Khan of the Kiyat Borjigin
- Reign: ? – c. 1130 CE
- Predecessor: Bashinkhor Dogshin
- Successor: Khabul Khan
- Born: Tumbinai Setsen ? Mongolian Plateau
- Died: c. 1130 Mongolian Plateau
- Issue: Khabul Khan Khaduli Barlas seven others

Names
- Tumbinai Setsen Khan

Era dates
- (11th & 12th century)
- House: Borjigin
- Father: Bashinkhor Dogshin
- Religion: Tengrism

= Tumbinai Khan =

11th- and 12th–century Mongol ruler

Tumbinai Khan, Tumbinai Setsen Khan, or, among the Timurids, Tumanay Khan (Mongol: Тумбинай хаан, Тумбинай сэцэн, Туманай хаан; died c. 1130 C.E.) was the Khan of the Borjigin tribe. After his death, his son and successor Khabul Khan founded the Khamag Mongol, aided by his second son Khaduli. He was the son and successor of Baishinkhur Dogshin, who was the son of Kaidu Khan. Tumbinai was the ancestor of two great lineages: firstly through his son Khabul's great-grandson Genghis Khan, who was the founder of the Mongol Empire, one of the largest empires in the world, and secondly through his son Khaduli's grandson Qarachar Barlas, the founder of the Barlas Confederation, whose great-great-great-grandson Timur Barlas was the conqueror and founder of the Timurid Empire, and through Timur's great-great-great-grandson Babur, who was the founder of the Mughal Empire.

== Life ==
Tumbinai was born in the late 11th century, at a time when Mongol influence was rapidly growing. The Liao dynasty of China was a threat to the Mongols, so he paid tribute to the emperor. After his death, his eldest son Khabul Khan succeeded him and united the Mongol tribes, forming a Khamag Mongol Confederacy and becoming the first Khan of Mongol. Khabul fought and defeated Liao's forces.
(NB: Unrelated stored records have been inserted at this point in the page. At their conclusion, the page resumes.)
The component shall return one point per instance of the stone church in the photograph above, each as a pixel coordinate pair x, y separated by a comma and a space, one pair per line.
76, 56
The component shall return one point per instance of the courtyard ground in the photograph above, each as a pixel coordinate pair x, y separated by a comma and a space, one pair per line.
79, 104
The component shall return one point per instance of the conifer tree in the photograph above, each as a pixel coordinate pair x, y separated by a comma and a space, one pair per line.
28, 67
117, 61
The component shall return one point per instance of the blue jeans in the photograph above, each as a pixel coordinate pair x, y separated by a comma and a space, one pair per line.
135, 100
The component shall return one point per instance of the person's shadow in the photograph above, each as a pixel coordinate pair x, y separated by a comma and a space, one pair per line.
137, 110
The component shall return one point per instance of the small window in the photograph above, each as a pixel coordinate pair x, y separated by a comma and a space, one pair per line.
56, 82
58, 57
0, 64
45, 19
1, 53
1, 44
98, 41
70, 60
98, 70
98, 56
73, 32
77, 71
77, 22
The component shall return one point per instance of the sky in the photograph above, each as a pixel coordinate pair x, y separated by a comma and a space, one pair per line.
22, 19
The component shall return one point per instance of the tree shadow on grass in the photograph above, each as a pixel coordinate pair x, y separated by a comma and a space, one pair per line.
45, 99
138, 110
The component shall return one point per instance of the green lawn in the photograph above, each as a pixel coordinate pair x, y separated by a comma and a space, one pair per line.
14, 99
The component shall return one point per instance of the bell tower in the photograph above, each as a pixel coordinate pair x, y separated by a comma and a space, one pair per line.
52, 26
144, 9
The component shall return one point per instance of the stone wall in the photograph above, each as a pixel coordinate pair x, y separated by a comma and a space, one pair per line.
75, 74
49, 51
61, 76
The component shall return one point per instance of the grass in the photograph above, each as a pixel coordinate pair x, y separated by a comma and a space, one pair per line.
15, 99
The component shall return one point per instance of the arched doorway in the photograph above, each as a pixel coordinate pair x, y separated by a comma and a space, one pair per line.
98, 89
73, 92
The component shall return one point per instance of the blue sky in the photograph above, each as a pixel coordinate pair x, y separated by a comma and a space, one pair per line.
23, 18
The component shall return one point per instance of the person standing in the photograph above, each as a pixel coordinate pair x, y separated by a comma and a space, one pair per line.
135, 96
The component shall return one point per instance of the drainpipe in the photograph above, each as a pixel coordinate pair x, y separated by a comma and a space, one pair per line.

He was the great-great-great-great-grandson of Bodonchar Munkhag, who made the foundation of the Borjigin clan and lived in the 10th century.

==Descendants==
Tumbinai was a great-great-grandfather of Genghis Khan, founder of the Mongol empire, through his eldest son Khabul Khan and the great-great-great-great-great-great-grandfather of Amir Timur, who was the founder of the Timurid empire at Central Asia, through his second son Khaduli and then his great-grandson Qarachar Barlas, who created the Barlas confederacy clan.